Dès le 27 janvier 2025, soit une semaine après l'investiture de Donald Trump, les autorités groenlandaises ont publié un guide intitulé "Comment parler aux enfants en période d'incertitude?"
"Quand quelqu'un dit qu'il va venir prendre notre pays ou qu'il va nous bombarder, évidemment les enfants ont très peur, parce qu'ils ne peuvent pas, seuls, s'y retrouver dans tout ce flot d'informations", explique Tina Dam, cheffe de programme à l'Unicef sur le territoire autonome danois.
Ce guide - auquel l'agence onusienne a contribué - recommande aux parents d'être calmes et ouverts, d'écouter les enfants et d'être sensibles à leur ressenti, ou encore de limiter leur consommation d'actualité.
Comme ailleurs dans le monde, les réseaux sociaux, en particulier TikTok, sont devenus la principale source d'information chez les jeunes.
"Aujourd'hui, les enfants ont accès à de nombreuses informations qui ne leur sont pas destinées et qui ne sont clairement pas adaptées à leur âge", souligne Tina Dam.
"C'est pourquoi, en tant qu'adultes, nous devons en être conscients, protéger nos enfants et être capables de parler avec eux de ce qu'ils entendent, car la rhétorique est plutôt agressive", dit-elle.
- "Cher Donald Trump" -
Mais comment rassurer les enfants quand on n'a pas soi-même la réponse à de nombreuses questions?
Consultante de 41 ans, Arnakkuluk Jo Kleist dit beaucoup parler à Manumina, sa fille de 13 ans, abreuvée elle aussi de vidéos TikTok mais qui "ne semble heureusement pas aussi anxieuse que nous".
"Il lui arrive de poser des questions sur ce qui pourrait arriver, auxquelles je ne sais pas quoi répondre. Parce qu'en réalité, personne n'a encore de réponse", confie-t-elle.
L'héritage inuit, très présent dans ce territoire arctique extrême, contribue probablement aussi à contenir l'angoisse.
Même si les inquiétudes sont réelles parmi les 57.000 habitants de l'île, jamais ils ne semblent avoir cédé à un sentiment de panique, y compris quand une opération militaire semblait encore d'actualité.
"Nous avons une histoire et des réalités dans notre pays où (...) nous sommes habitués à nous retrouver dans des situations qui échappent à notre contrôle", affirme Arnakkuluk Jo Kleist.
"On essaie de s'y adapter et de se dire: bon, qu'est-ce que je peux faire dans cette situation ?"

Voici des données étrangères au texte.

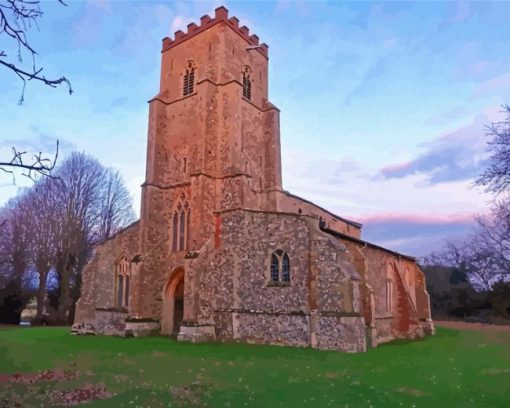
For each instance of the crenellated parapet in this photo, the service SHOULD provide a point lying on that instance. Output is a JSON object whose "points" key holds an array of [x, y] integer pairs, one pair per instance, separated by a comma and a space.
{"points": [[206, 22]]}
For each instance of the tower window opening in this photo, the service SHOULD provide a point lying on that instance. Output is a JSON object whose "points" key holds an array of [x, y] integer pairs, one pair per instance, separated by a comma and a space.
{"points": [[189, 79], [122, 281], [181, 227], [246, 84], [279, 271]]}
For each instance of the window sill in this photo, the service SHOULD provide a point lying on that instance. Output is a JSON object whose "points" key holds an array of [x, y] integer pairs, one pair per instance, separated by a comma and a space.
{"points": [[277, 284]]}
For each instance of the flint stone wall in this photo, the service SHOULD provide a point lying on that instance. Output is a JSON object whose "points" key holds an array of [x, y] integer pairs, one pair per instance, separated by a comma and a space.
{"points": [[236, 293]]}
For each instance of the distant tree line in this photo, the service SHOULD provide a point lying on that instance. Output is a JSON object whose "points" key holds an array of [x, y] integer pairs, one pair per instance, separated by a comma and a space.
{"points": [[50, 229], [471, 279]]}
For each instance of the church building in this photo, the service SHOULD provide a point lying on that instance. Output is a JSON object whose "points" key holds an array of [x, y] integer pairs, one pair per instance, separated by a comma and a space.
{"points": [[221, 251]]}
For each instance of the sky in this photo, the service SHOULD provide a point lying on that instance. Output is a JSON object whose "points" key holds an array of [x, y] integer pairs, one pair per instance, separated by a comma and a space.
{"points": [[383, 104]]}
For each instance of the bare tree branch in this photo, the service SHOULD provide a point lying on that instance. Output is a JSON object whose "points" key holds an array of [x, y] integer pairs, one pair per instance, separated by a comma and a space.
{"points": [[36, 165], [496, 178], [16, 18]]}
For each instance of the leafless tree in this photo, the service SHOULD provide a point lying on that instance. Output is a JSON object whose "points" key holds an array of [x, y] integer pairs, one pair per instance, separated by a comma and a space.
{"points": [[42, 207], [493, 239], [496, 178], [55, 224], [96, 204], [115, 208], [16, 18], [14, 240]]}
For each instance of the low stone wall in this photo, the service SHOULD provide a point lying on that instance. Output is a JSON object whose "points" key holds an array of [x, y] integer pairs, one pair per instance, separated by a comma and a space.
{"points": [[341, 333], [384, 327], [110, 322], [141, 329], [265, 328]]}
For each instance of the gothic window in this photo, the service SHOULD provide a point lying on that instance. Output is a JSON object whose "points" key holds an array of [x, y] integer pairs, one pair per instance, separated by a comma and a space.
{"points": [[188, 84], [246, 83], [122, 281], [274, 268], [188, 218], [181, 227], [181, 230], [285, 268], [175, 226], [389, 296], [280, 267]]}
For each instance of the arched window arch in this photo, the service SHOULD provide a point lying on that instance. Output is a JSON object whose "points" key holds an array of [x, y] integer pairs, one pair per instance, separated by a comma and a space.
{"points": [[389, 290], [122, 267], [280, 267], [246, 83], [275, 266], [285, 268], [188, 84], [181, 221]]}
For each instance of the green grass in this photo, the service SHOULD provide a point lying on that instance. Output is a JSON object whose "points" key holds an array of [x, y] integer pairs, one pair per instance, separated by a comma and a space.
{"points": [[455, 368]]}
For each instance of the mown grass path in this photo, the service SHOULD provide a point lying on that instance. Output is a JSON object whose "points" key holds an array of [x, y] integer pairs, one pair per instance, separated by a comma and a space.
{"points": [[455, 368]]}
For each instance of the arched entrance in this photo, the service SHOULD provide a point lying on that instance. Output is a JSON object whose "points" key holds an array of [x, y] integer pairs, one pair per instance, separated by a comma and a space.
{"points": [[173, 303]]}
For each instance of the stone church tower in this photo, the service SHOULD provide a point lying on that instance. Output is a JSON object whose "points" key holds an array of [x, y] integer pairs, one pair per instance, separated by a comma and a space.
{"points": [[221, 251]]}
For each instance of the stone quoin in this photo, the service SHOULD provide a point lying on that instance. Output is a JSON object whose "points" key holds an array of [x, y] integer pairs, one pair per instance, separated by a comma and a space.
{"points": [[221, 250]]}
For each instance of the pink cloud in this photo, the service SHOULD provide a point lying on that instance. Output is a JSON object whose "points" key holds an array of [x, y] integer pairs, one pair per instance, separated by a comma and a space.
{"points": [[463, 218]]}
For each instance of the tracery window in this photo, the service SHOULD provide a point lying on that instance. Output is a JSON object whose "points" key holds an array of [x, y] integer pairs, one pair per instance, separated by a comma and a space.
{"points": [[188, 84], [389, 296], [122, 266], [181, 227], [280, 267], [246, 83]]}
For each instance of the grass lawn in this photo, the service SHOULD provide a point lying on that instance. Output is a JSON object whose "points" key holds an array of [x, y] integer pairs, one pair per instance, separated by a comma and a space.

Les réseaux sociaux ne fonctionnent pas à sens unique. Certains enfants et adolescents groenlandais s'en servent aussi pour s'adresser au monde et faire passer leur message.
Marley, 7 ans, et sa sœur Mila, 14 ans, sont ainsi à l'origine d'une , à la fois sérieuse sur le fond et légère sur la forme, vue plus de deux millions de fois sur Instagram - soit l'équivalent de 35 fois la population groenlandaise.
Le petit bonhomme joufflu s'y adresse au président américain avec la touchante détermination que peuvent avoir les enfants de son âge.
"Cher Donald Trump", lance-t-il entre deux mimiques, "j'ai un message pour vous: vous faites peur aux enfants groenlandais".
"C'est une façon de faire face", explique sa mère, Paninnguaq Heilmann-Sigurdsen, à l'AFP.
"C'est adapté aux enfants, mais aussi sérieux. Je pense que c'est une façon équilibrée de parler de faits graves tout en s'adressant à des enfants".